A series of 4H-chromenones using triphenylamine (TPA) and 9-phenyl-9H-carbazole (Cz) as electron-donating units are designed and synthesized, which have twisted molecular conformations and display dual-state emissions. Different from Cz-based derivatives with a zigzag-type crystalline structure, TPA-based derivatives have step-like arrangement with molecules arranged in the same direction, which is conducive to increasing the degree of molecular conformational distortion and thus forming tight stacking after being ground, finally resulting in significant mechanochromic (MC) properties. These results indicate that different stacking modes of crystalline structures play an important role in the formation of MC activities.
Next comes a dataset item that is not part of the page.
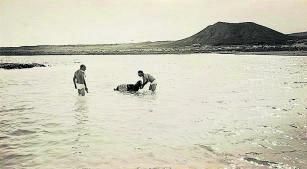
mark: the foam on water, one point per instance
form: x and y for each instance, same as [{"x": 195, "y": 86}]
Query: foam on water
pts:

Furthermore, using polyvinyl alcohol (PVA) as the host molecule and 4H-chromenones as the guest molecules, the doped materials show blue, green, and yellow-green ultralong room-temperature phosphorescence (RTP) activities with afterglow times of 5–7 s, delayed lifetimes of 636–901 ms, and phosphorescence quantum efficiencies of 10.7–25.7%. RTP emissions are demonstrated to originate from the 4H-chromenones in the rigid and compact environment provided by the formation of O–H⋯O hydrogen bonds between PVA and 4H-chromenones. This work provides an important reference for the development of novel 4H-chromenones with excellent solid-state luminescence properties and applications.